You could imagine other designs, like a kinda Bulldozer design, where we have say two register caches (one associated with even numbered warps, one with odd numbered warps) above and below a common pool of execution pipelines, so that, between the two register caches, say three instructions per cycle are dispatched into the pool of execution units...
Apple seem to believe that, at least for now (maybe this will split with future M vs A designs?) it's worth having separate (and separately optimized) FP16 and FP32 pipelines.
What they could do at the cost of very little area is add an additional uniform pipeline to handle values (think eg a loop counter) that are common across the entire warp. Metal as a language has the concept of uniform registers, but it is unclear to me if they are actually implemented that way in hardware (the way AMD has done for many years, and nV added a few years ago). Do you know? I've found zero reference to uniforms in hardware in all my explorations.

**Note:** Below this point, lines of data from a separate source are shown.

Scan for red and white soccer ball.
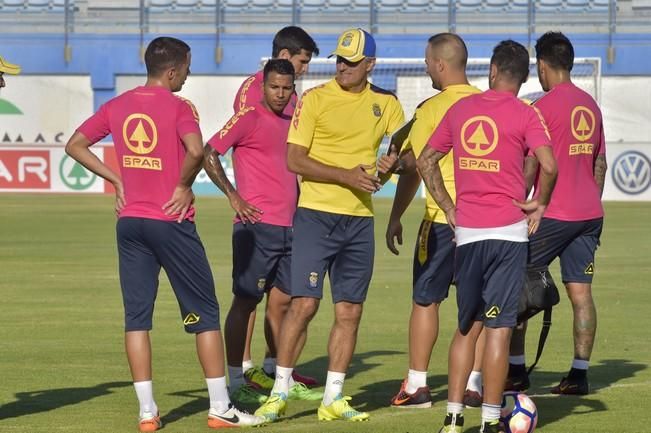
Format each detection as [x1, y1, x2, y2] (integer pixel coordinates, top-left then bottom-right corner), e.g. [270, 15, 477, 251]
[500, 392, 538, 433]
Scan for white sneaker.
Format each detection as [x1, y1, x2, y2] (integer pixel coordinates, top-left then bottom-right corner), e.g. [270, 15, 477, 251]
[208, 404, 266, 428]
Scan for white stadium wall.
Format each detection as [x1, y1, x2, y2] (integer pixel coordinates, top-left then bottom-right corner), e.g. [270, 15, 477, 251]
[1, 75, 650, 199]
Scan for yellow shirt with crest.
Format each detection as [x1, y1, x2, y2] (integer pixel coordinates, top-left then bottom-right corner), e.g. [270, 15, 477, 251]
[406, 84, 481, 223]
[288, 79, 405, 216]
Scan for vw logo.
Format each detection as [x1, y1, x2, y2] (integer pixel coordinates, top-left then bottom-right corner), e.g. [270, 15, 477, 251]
[612, 151, 651, 195]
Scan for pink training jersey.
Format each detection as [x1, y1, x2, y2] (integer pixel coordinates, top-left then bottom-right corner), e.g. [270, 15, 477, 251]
[428, 89, 551, 229]
[534, 82, 605, 221]
[207, 101, 297, 227]
[77, 86, 201, 222]
[233, 70, 297, 117]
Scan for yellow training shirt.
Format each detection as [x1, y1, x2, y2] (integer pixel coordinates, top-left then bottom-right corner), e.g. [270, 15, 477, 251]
[289, 79, 405, 216]
[406, 84, 481, 223]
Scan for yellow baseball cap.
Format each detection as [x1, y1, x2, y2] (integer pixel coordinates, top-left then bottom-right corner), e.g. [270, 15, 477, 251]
[0, 55, 21, 75]
[329, 28, 376, 63]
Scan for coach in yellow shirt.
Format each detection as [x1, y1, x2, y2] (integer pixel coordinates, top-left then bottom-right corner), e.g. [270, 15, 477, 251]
[254, 28, 405, 423]
[382, 34, 483, 410]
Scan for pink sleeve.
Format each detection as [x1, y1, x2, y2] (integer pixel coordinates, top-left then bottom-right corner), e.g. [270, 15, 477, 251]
[524, 106, 552, 153]
[207, 107, 254, 155]
[233, 75, 260, 112]
[176, 99, 201, 138]
[76, 103, 110, 143]
[427, 110, 453, 154]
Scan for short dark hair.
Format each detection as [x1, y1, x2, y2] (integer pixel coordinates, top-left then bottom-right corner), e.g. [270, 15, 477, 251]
[263, 58, 295, 82]
[428, 33, 468, 69]
[144, 37, 191, 77]
[491, 40, 530, 85]
[535, 31, 574, 72]
[272, 26, 320, 57]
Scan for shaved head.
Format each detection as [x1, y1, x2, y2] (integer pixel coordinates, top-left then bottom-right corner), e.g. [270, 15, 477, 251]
[428, 33, 468, 70]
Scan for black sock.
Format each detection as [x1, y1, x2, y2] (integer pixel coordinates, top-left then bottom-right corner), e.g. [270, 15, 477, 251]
[568, 367, 587, 380]
[509, 363, 527, 376]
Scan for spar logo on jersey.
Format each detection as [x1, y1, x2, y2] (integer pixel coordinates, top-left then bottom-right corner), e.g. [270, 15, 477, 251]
[612, 151, 651, 195]
[122, 113, 161, 171]
[459, 115, 500, 173]
[569, 106, 596, 156]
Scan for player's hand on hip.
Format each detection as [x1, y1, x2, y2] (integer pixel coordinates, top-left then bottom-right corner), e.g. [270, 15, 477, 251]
[344, 164, 381, 193]
[385, 217, 403, 255]
[444, 207, 457, 231]
[113, 180, 126, 216]
[163, 186, 195, 223]
[229, 192, 263, 225]
[513, 199, 547, 235]
[377, 145, 399, 175]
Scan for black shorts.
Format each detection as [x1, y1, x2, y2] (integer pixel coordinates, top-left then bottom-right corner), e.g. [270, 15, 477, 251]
[232, 222, 292, 301]
[412, 220, 455, 305]
[117, 217, 220, 333]
[455, 240, 527, 334]
[291, 208, 374, 303]
[528, 217, 603, 284]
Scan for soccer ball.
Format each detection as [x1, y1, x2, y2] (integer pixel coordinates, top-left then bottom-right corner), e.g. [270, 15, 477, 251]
[500, 392, 538, 433]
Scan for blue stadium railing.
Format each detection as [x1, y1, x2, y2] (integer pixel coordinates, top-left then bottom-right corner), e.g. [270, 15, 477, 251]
[0, 0, 631, 65]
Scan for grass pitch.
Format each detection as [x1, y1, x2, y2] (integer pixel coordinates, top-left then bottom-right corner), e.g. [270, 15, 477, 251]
[1, 194, 649, 433]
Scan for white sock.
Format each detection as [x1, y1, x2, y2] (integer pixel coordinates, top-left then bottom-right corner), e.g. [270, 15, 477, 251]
[572, 359, 590, 370]
[509, 355, 526, 365]
[466, 370, 482, 393]
[263, 357, 276, 375]
[206, 377, 231, 414]
[323, 371, 346, 406]
[272, 365, 293, 396]
[242, 359, 254, 373]
[447, 401, 464, 416]
[227, 365, 245, 390]
[134, 380, 158, 417]
[288, 374, 297, 388]
[481, 403, 501, 424]
[406, 369, 427, 394]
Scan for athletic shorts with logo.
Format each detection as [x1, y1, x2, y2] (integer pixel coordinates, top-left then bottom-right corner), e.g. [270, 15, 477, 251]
[455, 239, 527, 334]
[412, 220, 455, 305]
[528, 217, 603, 284]
[291, 208, 374, 303]
[117, 217, 220, 333]
[232, 221, 292, 300]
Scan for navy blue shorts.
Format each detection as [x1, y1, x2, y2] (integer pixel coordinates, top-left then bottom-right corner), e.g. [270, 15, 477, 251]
[232, 222, 292, 300]
[291, 208, 374, 303]
[412, 220, 455, 305]
[117, 217, 220, 333]
[529, 217, 603, 284]
[455, 240, 527, 334]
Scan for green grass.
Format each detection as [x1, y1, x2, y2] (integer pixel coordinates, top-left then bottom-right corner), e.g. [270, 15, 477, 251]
[1, 194, 649, 433]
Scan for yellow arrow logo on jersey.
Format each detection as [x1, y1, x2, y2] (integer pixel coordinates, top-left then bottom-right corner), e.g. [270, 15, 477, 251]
[461, 116, 499, 157]
[123, 113, 158, 155]
[571, 106, 596, 142]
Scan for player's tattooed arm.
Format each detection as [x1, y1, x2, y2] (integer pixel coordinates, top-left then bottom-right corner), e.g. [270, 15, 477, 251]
[203, 144, 263, 224]
[524, 156, 539, 196]
[203, 144, 236, 196]
[594, 154, 607, 197]
[416, 146, 455, 227]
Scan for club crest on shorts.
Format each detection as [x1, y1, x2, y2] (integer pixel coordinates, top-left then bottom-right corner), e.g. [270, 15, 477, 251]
[309, 272, 319, 288]
[257, 278, 266, 291]
[183, 312, 201, 325]
[485, 306, 501, 319]
[372, 103, 382, 117]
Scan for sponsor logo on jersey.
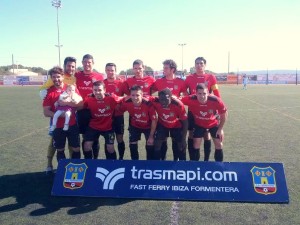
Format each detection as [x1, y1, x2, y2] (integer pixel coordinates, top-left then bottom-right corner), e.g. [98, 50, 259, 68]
[84, 81, 91, 86]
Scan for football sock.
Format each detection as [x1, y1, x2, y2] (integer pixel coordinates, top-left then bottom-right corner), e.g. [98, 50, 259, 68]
[92, 140, 100, 159]
[214, 149, 223, 162]
[72, 151, 81, 159]
[56, 151, 66, 161]
[178, 143, 186, 161]
[204, 139, 212, 161]
[187, 138, 193, 160]
[106, 151, 117, 160]
[83, 150, 93, 159]
[146, 145, 154, 160]
[190, 148, 200, 161]
[47, 139, 55, 167]
[118, 141, 125, 160]
[129, 144, 139, 160]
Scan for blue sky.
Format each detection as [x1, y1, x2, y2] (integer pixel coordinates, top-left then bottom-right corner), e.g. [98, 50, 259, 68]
[0, 0, 299, 73]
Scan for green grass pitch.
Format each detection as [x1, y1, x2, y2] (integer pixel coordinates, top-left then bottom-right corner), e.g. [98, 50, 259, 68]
[0, 85, 300, 225]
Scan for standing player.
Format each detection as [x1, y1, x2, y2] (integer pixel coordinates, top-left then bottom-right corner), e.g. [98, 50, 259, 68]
[150, 88, 188, 161]
[119, 85, 157, 160]
[75, 54, 104, 159]
[40, 56, 77, 174]
[123, 59, 155, 97]
[82, 81, 123, 159]
[103, 63, 126, 159]
[242, 75, 249, 90]
[181, 84, 227, 161]
[185, 57, 221, 161]
[43, 66, 82, 162]
[152, 59, 188, 160]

The other obvious next improvement could be to add a full FP64 pipeline (perhaps at low density so each warp has to loop through it four time or so), which would allow them to start being interesting to various STEM use cases. Another way to handle this could be on the M designs to add an additional FP32 pipeline AND to add some helper instructions. Right now you can fake various FP64-like formats (not exactly IEEE FP64, but close enough) in FP32, but it costs a lot of instructions, like say 18 or so per operation. Perhaps, with just minor tweaks and new instructions for the FP32 unit, you could define something like a GF48 or GF64 format (compare with say BF16) that's lightweight to implement on GPU, but good enough for most cases of interest for using doubles on a GPU?
even with that M3 Studio Max and M3 Studio Ultra will be quite impressive line up for Apple and yes Apple can be compete against others with that line up.